Although nearly every other country in the world had been using the system since 1994, the process was delayed in this country because of the far more complicated health care system here.
The WHO’s ICD coding is used around the world for health diagnoses to ensure that every country is in sync with the most up-to-date research and medical knowledge.
It is also used by the WHO to track illness in order to focus resources according to need. The US version, known as the ICD-10-CM (for “clinical modification”), is used for diagnosis coding by healthcare providers in the U.S.
Most U.S. mental health providers are more likely to turn to the Diagnostic and Statistical Manual of Medical Disorders (DSM) put out by the American Psychiatric Association for coding information.
What many clinicians do not realize is that the DSM uses the ICD codes for diagnoses. The difference in the two documents is that the ICD is a list of codes and the DSM includes diagnostic criteria. (Although the WHO has begun to publish its own book of diagnostic criteria as a supplement to the ICD).
Another reason for the delay for the last update centered around the immense increase in the number of new codes, up to 68,000 from 13,000 in the ICD-9.
Because of the increase, the numbering system was also changed to alphanumeric codes that concerned the Center for Disease Control, the federal agency tasked with managing the implementation of the updates. The deadline for using the new codes in insurance billing was pushed back several times as insurance agencies and health care organizations worked to adjust billing practices.
At the time, there was discussion about the possibility of merely skipping the ICD-10 and moving directly into the ICD-11, which was first scheduled to be released in 2011.

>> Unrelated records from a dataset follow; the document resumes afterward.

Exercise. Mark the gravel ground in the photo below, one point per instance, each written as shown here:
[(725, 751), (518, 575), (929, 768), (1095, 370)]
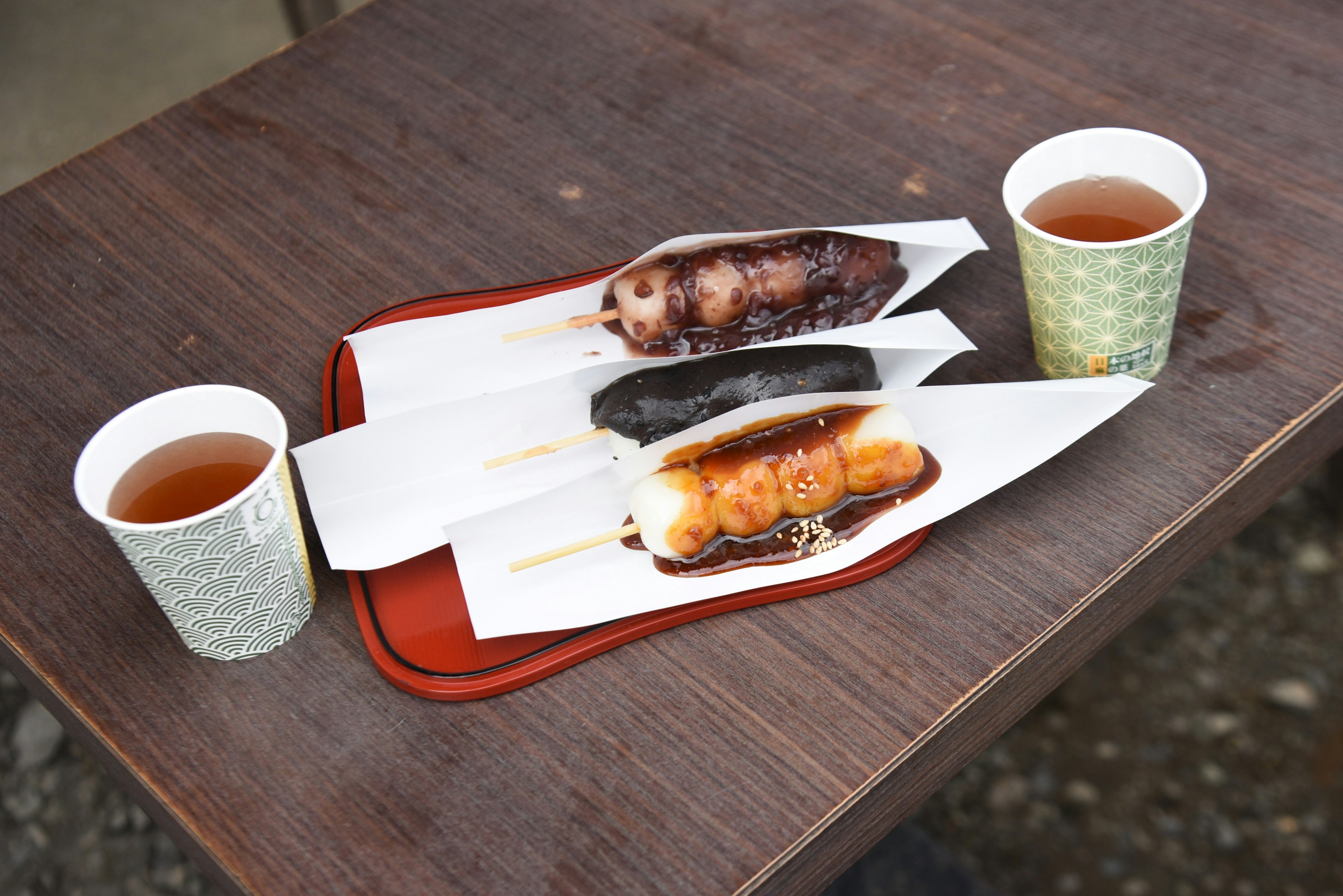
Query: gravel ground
[(1200, 753)]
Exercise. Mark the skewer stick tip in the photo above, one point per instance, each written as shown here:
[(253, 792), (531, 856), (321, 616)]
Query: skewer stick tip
[(574, 549), (573, 323)]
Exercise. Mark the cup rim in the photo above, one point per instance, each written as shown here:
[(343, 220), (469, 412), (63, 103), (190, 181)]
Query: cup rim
[(104, 435), (1122, 244)]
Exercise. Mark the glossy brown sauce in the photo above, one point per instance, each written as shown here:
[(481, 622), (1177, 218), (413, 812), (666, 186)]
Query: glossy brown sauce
[(845, 520), (816, 315), (806, 435)]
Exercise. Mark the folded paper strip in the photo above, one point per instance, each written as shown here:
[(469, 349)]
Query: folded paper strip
[(424, 362), (983, 436), (382, 492)]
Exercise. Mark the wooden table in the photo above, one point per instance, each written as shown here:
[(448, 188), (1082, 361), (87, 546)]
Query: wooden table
[(417, 147)]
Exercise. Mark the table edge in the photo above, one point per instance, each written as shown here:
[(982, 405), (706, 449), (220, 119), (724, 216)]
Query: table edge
[(127, 777), (867, 815)]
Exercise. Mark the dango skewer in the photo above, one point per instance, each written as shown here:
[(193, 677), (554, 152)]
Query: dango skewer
[(651, 405), (743, 489), (734, 284)]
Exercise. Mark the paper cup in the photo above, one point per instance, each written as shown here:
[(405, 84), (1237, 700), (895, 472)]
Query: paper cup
[(1104, 308), (234, 581)]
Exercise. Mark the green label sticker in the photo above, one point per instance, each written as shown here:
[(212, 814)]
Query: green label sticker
[(1122, 363)]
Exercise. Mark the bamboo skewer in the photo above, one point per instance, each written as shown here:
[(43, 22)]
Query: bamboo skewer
[(574, 323), (550, 448), (574, 549)]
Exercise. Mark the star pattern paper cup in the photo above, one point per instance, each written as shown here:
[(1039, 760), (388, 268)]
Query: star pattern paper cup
[(235, 580), (1104, 308)]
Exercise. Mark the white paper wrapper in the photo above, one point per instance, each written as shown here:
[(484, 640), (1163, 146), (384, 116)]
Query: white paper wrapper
[(410, 365), (983, 436), (382, 492)]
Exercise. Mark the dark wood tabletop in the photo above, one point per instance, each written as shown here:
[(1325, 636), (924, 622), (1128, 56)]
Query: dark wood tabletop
[(418, 147)]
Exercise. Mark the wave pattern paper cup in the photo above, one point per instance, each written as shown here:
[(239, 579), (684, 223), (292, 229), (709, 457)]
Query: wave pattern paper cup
[(234, 581), (1104, 308)]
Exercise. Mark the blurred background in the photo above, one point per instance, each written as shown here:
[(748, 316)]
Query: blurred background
[(1200, 753)]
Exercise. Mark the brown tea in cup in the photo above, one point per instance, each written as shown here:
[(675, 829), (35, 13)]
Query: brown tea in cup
[(1102, 210), (187, 478)]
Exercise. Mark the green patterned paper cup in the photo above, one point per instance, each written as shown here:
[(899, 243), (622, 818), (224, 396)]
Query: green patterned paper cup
[(1104, 308), (234, 581)]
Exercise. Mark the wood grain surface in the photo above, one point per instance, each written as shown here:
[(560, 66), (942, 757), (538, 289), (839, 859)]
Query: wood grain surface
[(417, 147)]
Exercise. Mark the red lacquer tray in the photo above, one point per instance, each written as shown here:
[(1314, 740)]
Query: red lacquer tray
[(413, 616)]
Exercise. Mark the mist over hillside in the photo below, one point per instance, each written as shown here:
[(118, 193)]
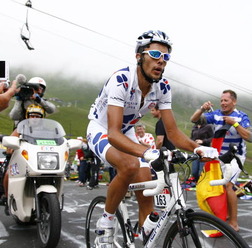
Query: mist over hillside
[(73, 97)]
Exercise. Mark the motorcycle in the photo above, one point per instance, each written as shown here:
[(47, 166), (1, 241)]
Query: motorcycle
[(36, 176)]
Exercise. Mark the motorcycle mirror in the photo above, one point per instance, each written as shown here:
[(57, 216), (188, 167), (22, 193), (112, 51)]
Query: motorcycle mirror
[(74, 144), (11, 142)]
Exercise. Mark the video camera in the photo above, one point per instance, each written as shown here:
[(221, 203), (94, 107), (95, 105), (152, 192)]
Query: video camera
[(26, 89)]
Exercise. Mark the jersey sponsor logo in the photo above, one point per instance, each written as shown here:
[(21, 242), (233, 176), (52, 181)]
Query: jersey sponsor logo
[(165, 87), (122, 81)]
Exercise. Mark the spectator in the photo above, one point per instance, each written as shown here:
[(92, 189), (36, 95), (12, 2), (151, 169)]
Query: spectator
[(37, 87), (202, 134), (238, 133), (161, 137)]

However, the date for that release had already been moved to 2012, and then to 2015 and then 2017. It was recently announced that the ICD-11 release date will now be some time in 2018.
“My understanding is that the chapters related to psychology are fairly far along,” said Lynn Bufka, Ph.D, associate executive director of practice research and policy at the American Psychological Association, “and there is a beta version available on the WHO site. But other chapters are more complicated and the WHO will only release the whole document at once.”
Once the new version is published, the U.S. will still need to create its own version for release, which could take time.
“I understand that if there are key changes in the ICD-11 that people want to see enacted before the wholescale update, they will change aspects of the ICD-10-CM prior to the full release of 11,” said Bufka.
It is also possible that the federal government will impose a deadline for the changeover to the new codes. However, with electronic updates available easily, the changeover to ICD-11-CM should be a smoother transition than past updates.